Ynt: ENDMETRİYUM (Rahim) KANSERİ
Endometriyum (Rahim) Kanseri
Tanı Nasıl Konuluyor?
Çoğu zaman, bu kanserin belirti ile bulgularına duyarlı olmak ve zaman geçirmeksizin doktora başvurmak, hastalığın erken evrede teşhis edilmesi için yeterli oluyor. Erken teşhis, kanserin başarı ile tedavi edilme şansını arttırıyor. Ancak bazı durumlarda belirtiler oluşmadan dahi hastalık geç evreye ulaşabiliyor.
Kanser şüphesi olduğunda şu yöntemlerden yararlanılıyor:
Doktor öncelikle hastanın belirtileri, risk faktörleri ve ailesinin tıbbi öyküsü konusunda sorular soruyor, ayrıca fizik ve jinekolojik muayene yapıyor. Endometriyum kanserinden şüphelenildiği takdirde hasta, kadın kanserleri konusunda uzmanlaşmış olan bir bir doktor, yani " jinekolog onkolog" tarafından görülmeli. Endometriyal hiperplazi (dokuda kalınlaşma) veya endometriyum kanseri tanısı koyabilmek için mikroskop altında incelemek üzere doku alınması gerekiyor.

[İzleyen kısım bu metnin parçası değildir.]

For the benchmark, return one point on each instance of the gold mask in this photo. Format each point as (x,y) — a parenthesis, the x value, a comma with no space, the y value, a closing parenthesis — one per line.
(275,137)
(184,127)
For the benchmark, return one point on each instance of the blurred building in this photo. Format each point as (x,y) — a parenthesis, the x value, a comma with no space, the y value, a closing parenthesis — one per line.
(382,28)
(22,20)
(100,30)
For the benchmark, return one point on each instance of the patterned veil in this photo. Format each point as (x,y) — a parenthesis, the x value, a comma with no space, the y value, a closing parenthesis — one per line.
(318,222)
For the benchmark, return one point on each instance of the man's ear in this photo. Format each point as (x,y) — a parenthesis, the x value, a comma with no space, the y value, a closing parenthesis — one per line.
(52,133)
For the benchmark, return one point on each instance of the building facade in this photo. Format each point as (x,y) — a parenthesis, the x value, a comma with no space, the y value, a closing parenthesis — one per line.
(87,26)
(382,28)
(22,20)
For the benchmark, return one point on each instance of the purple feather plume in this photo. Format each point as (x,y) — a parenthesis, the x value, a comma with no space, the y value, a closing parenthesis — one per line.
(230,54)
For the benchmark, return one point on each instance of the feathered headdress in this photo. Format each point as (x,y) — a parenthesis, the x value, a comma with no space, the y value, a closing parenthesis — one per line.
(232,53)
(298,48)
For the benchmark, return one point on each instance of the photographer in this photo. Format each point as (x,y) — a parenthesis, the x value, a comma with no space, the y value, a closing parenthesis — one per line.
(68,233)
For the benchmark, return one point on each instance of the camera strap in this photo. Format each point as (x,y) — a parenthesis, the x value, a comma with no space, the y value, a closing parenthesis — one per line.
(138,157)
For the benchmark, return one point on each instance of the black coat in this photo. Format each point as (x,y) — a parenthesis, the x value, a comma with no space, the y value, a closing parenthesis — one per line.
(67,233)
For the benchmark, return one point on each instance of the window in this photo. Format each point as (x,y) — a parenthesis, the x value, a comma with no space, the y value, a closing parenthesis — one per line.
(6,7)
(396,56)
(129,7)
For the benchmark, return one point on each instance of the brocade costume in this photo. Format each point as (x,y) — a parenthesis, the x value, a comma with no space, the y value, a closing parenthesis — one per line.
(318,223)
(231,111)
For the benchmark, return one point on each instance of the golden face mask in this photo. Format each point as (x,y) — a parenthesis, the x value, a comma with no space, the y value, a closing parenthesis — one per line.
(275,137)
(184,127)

Bu doku endometriyal biyopsi veya dilatasyon ve kürtaj ile alınabiliyor.
Biyopside, rahim ağzından rahim boşluğuna doğru ilerletilen çok ince ve yumuşak plastik bir tüp yardımıyla doku örneklemesi yapılıyor. Bu tüp kullanılarak negatif basınç yöntemi ile az miktarda endometriyum dokusu elde ediliyor. Negatif basınç uygulanan süre genellikle bir dakikayı aşmıyor. Hissedilen ağrı şiddetli adet sancısına benziyor. İşlemden bir saat önce bazı ilaçlar alınmasının ağrıya faydası olabiliyor.
Dilatasyon ve kürtaj:
Eğer biyopsi ile yeterli doku alınamaz ise veya hastanın kanser olup olmadığıı konusunda karara varılamıyor ise dilatasyon ve kürtaj yapılmalı. Bunu yapabilmek için rahim ağzı genişletiliyor ve özel bir alet yardımıyla rahmin içini döşeyen dokudan kazınarak örnek alınıyor. Işlem için genel anestezi veya hastanın uyumasına yardımcı olacak ilaç gerekebiliyor. Pek çok kadın işlemden sonraki dönemde rahatsızlık duymuyor.
Dokunun incelenmesi:
Elde edilen doku mikroskop altında incelenerek, kanser hücresi içerip içermediğine bakılıyor. Eğer kanser bulunursa, hücreler dikkatle incelenerek, kanser gradlandırılıyor (derecelendiriliyor). Hücrelerin büyük çoğunluğu normal hücreye benziyorsa bu grad 1’ dir. Hücrelerin yarısından fazlası normal hücreye benzemiyorsa buna grad 3 deniyor. Ikisi arasında kalan tümörler ise grad 2 olarak adlandırılıyor. Gradlama, düşük gradlı hastalarda hastalığın ileri evre olma veya nüksetme olasılığı daha az olduğu bilgisini verdiği için önemli. Doku progesteron reseptörleri (hücrede progesteronu bağlayan yapılar) varlığı yönünden de incelenebiliyor. Progesteron reseptörü içeren tümörler daha yavaş seyirli ve daha az yayılımcı özellik sergiliyor. Bu nedenle varlıkları hastanın geleceği için daha olumludur.
Diğer testler:
Kanserin tanısı için kullanılan diğer testler arasında ultrason ve rahmin içine steril serum fizyolojik verilerek yapılan ultrason (sonohisterogram) yer alıyor. Tanı konduktan sonra gelecek basamağı rahmin cerrahi olarak çıkarılması oluşturuyor. Ancak bunun öncesinde kanserin yayılıp yayılmadığını belirlemeye yardımcı testler yapılıyor. Bu testler çeşitli kan testleri ve radyolojik testlerdir.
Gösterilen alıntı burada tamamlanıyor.